Cher Will headed up the foundation project to raise money and buy the devices, and she presented them to firefighters at a ceremony in the V.I. Cardiac Center Wednesday morning.
Will began her quest to get defibrillators into the fire houses after an individual had a heart attack at the St. Croix Yacht Club and the ambulance took 55 minutes to arrive, she said. Fire fighters arrived first, but had no defibrillator and no training even if someone else could have provided one.
"After that, we got a defibrillator and CPR kit and threw it in the back of the car," she said. The heart attack victim survived and has recovered.
Getting the defibrillators into the hands of those most likely to arrive first at the scene of a heart attack means more heart attack victims will survive, Will said.
"When there is a cardiac arrest, with the timely application of a defibrillator, you have survival rates as high as 49 to 74 percent," she said. "With CPR alone, even done perfectly, the rate is much lower and goes down with every passing minute … Ladies and gentleman, this will save lives."
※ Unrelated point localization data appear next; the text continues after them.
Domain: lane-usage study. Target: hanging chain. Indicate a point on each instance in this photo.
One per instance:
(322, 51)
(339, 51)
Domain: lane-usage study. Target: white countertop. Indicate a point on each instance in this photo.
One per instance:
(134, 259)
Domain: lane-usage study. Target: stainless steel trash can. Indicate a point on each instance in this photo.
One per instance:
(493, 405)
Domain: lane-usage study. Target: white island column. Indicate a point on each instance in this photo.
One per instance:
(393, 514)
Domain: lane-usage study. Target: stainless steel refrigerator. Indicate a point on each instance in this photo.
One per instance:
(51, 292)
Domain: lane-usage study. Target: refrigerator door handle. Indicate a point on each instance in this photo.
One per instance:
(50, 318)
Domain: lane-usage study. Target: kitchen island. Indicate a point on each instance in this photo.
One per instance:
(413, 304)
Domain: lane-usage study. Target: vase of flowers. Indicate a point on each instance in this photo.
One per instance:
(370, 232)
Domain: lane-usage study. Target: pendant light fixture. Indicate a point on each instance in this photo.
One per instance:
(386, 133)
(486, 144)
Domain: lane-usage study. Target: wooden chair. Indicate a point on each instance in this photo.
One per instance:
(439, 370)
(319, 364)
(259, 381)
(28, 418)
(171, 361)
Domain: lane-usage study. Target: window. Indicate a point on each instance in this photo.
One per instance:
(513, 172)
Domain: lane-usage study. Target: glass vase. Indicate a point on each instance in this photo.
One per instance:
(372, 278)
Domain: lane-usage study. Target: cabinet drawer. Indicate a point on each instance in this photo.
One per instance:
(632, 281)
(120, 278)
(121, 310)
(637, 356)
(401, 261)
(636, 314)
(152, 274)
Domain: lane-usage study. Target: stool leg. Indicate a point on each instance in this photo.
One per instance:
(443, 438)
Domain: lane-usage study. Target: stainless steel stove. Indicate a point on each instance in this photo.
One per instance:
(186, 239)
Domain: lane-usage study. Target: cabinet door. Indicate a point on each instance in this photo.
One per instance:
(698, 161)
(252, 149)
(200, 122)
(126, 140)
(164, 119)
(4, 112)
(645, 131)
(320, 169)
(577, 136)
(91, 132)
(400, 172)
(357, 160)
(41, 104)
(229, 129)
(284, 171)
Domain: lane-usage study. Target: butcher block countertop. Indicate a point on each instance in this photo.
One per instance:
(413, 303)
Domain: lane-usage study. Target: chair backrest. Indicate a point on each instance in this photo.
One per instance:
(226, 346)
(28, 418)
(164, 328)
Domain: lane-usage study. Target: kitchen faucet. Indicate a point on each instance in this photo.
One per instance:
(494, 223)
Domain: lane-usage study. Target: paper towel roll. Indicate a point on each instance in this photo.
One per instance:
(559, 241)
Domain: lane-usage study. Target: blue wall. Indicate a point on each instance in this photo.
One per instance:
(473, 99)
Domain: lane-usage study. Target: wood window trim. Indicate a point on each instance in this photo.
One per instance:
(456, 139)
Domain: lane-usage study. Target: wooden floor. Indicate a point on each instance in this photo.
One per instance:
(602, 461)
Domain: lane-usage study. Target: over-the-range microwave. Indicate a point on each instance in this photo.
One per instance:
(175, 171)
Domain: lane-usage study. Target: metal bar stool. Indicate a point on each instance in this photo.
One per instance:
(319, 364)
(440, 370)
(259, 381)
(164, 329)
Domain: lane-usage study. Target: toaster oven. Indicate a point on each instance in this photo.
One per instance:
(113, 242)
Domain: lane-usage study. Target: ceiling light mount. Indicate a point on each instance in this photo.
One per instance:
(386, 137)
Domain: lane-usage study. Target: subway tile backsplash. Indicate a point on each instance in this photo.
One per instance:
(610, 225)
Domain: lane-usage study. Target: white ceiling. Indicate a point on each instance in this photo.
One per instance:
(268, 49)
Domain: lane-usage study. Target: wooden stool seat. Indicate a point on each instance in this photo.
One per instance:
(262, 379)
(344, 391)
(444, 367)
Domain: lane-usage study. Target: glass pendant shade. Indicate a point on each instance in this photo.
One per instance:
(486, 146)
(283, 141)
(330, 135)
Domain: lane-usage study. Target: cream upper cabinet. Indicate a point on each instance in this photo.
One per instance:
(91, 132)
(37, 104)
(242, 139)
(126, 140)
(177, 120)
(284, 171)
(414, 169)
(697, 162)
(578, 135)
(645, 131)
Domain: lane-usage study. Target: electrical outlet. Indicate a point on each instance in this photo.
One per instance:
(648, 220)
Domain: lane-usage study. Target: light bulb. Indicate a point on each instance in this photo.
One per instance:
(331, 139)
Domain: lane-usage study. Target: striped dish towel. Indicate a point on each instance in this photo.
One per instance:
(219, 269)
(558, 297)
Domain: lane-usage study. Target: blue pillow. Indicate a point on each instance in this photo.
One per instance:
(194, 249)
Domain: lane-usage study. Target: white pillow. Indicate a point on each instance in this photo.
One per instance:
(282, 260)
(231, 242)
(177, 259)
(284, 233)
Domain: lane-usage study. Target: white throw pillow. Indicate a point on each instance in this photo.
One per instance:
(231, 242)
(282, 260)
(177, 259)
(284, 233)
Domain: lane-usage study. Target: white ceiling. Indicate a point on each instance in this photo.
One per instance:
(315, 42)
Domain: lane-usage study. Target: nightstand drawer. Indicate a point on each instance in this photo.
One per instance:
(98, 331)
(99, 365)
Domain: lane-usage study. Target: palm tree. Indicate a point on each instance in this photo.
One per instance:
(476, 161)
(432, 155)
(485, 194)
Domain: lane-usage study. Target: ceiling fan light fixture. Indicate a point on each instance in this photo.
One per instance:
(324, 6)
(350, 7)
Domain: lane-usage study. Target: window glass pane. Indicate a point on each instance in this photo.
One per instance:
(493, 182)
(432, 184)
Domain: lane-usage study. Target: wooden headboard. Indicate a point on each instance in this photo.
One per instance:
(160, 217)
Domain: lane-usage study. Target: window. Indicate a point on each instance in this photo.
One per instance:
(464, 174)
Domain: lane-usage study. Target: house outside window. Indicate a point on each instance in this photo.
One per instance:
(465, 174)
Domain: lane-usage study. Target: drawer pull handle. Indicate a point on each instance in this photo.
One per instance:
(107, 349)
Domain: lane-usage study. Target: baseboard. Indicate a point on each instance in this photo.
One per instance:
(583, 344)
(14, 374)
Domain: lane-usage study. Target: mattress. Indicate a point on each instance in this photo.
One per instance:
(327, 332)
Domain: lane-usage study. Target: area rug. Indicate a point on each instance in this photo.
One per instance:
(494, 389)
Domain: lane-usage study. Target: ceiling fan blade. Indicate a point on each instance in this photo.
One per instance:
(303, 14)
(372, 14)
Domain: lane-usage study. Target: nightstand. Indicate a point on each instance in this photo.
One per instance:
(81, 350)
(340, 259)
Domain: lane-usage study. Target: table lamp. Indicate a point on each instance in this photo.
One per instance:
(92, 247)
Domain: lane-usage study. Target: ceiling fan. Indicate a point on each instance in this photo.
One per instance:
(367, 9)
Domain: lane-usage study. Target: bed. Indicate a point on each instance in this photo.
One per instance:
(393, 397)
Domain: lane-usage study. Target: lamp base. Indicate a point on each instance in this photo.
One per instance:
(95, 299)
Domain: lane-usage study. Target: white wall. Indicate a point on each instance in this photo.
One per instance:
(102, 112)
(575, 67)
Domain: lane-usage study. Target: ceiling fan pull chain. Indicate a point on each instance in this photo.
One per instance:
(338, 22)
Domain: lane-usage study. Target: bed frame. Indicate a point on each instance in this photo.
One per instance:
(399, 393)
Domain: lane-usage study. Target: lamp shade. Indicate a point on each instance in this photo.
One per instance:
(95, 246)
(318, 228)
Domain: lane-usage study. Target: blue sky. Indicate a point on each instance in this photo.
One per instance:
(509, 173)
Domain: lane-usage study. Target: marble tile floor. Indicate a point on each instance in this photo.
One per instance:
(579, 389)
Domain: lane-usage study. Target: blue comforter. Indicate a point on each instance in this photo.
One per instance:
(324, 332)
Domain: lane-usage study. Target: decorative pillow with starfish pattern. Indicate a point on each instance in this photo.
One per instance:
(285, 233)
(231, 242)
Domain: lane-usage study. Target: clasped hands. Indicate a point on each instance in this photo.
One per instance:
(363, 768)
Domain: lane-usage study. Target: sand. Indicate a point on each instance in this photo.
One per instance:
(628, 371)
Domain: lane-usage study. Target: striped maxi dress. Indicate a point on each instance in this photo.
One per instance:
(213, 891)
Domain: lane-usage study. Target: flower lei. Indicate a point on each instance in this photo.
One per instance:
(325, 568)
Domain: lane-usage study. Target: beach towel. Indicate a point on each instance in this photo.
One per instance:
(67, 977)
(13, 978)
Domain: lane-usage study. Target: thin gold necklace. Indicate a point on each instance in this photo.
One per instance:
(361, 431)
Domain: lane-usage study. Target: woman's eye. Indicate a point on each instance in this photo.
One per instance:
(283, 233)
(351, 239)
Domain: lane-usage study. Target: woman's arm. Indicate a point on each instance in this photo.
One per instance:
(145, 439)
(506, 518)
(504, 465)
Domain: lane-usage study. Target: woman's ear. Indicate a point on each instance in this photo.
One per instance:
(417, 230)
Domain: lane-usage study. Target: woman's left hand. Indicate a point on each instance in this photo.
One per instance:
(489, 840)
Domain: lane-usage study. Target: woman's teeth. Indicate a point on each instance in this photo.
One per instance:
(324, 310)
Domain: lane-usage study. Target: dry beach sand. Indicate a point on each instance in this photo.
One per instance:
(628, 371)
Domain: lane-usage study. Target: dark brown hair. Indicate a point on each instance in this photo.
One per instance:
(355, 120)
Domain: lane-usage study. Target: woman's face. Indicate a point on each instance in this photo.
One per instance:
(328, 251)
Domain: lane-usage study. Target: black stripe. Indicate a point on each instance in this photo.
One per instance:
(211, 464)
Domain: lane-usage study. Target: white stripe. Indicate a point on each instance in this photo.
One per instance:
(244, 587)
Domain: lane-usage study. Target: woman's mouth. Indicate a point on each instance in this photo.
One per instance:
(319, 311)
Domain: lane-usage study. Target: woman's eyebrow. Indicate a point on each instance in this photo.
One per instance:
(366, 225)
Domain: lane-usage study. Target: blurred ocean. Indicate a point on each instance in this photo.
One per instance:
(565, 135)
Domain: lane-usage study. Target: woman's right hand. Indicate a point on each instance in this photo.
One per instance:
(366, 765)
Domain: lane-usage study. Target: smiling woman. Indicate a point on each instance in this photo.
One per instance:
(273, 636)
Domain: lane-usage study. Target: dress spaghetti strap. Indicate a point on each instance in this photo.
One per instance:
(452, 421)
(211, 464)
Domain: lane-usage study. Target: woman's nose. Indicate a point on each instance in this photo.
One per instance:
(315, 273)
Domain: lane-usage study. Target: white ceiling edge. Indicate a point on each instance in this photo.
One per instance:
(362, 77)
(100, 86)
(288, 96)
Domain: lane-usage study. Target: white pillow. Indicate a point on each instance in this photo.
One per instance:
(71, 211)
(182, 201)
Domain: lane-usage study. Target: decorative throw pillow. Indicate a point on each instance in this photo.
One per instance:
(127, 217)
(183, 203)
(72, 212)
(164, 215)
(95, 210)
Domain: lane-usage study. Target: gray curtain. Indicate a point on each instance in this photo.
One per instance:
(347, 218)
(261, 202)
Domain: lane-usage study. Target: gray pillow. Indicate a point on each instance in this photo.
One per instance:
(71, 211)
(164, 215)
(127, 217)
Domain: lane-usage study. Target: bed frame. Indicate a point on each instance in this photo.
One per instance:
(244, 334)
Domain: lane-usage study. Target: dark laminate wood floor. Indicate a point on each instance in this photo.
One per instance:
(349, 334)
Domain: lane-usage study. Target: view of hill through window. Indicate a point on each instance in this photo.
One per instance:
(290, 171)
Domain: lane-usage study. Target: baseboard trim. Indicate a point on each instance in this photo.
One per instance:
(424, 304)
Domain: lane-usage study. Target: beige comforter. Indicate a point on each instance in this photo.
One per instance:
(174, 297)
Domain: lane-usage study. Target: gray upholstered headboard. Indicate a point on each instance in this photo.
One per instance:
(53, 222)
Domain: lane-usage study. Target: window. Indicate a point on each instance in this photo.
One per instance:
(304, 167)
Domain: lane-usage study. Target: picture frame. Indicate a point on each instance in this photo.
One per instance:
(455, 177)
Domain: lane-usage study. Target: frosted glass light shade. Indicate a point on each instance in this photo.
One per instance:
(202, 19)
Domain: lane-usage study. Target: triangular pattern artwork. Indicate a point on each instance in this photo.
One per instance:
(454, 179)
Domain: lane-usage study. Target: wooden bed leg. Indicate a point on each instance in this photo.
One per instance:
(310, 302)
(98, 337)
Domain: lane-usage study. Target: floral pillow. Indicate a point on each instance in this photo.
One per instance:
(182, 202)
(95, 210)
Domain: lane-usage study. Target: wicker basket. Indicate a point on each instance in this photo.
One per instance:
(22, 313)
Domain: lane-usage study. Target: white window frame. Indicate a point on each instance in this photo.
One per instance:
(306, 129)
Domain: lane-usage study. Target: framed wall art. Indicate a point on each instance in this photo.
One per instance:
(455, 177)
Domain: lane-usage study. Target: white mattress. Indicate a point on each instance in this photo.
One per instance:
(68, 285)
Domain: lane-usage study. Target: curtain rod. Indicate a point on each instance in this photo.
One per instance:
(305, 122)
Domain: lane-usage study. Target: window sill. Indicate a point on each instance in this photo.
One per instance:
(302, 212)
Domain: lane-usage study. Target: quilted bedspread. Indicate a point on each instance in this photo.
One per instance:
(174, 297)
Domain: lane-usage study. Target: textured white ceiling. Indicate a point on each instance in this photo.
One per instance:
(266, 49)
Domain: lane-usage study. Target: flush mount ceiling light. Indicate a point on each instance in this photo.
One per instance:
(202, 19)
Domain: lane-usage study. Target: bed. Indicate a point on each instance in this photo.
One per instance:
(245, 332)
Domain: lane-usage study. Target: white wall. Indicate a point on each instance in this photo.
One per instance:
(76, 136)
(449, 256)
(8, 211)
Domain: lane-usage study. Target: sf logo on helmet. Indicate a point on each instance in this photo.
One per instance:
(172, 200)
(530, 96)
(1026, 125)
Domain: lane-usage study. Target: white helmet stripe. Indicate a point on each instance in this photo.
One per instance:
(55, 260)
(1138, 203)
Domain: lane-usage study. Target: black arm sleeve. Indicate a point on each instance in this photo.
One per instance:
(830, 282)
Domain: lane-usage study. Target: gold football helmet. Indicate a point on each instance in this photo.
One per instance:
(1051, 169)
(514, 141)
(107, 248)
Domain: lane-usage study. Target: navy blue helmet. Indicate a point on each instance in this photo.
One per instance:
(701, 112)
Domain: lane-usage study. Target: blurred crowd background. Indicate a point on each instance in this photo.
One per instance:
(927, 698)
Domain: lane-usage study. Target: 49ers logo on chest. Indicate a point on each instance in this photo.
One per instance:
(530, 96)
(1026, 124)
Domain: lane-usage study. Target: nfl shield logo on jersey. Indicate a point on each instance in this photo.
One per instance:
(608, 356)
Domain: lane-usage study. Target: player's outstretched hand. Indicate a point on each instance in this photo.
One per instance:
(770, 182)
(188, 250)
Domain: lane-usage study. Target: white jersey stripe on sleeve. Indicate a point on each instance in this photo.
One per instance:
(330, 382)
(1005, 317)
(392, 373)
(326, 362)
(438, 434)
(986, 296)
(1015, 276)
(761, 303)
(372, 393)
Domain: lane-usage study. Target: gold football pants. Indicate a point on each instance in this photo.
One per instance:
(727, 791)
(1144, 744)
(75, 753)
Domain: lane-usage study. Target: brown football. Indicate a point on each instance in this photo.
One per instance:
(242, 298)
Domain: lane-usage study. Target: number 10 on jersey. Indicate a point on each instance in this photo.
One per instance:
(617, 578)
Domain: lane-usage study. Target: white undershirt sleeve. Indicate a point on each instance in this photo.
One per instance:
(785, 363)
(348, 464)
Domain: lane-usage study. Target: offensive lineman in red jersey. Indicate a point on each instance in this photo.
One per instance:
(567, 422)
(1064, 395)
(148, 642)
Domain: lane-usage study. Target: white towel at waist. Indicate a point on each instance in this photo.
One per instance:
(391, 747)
Fire Services was chosen for the first phase of this project because it is often first to arrive at the scene of an emergency and there are fewer fire houses and trucks than there are police cars. Will wants to equip the police next, she said.
Lola Christian, supervisor of cardiology services at Juan Luis, worked with Will in the fundraising effort. On Jan. 20, they held a combination fundraiser and St. Croix inaugural ball for President Barack Obama.
St. Croix Administrator Pedro "Pete" Encarnacion was on hand to express appreciation for the valuable donation.
"This provides us with the type of equipment needed to save lives," he said. "It will simply help the fire fighters help you when they go out to a scene."
Firefighters themselves may benefit too, he said. "Often, its only after a fire when an officer sits down to rest that he starts having trouble, after the stress and breathing in toxic smoke."
Next, the administration must work with the Legislature to get defibrillators into the police cars, Encarnacion said.
"The police are the first to respond to almost everything," he said.
St. Croix Rescue is in the process of training firemen to use the defibrillators, Will said. The type being given are called "automatic external defibrillators" (AEDs) and their use is straightforward, she said.
"All you do is turn it on and it tells you what to do," she said. "And it cannot shock you unless you need a shock. To set it up, put the battery in. That's it." There is a child's key to lower the voltage for use on a small child she said.
"You can be sure we will make use of this equipment," said Deputy Fire Chief Angel Torres. "The new AEDs will aid in providing medical services to the community."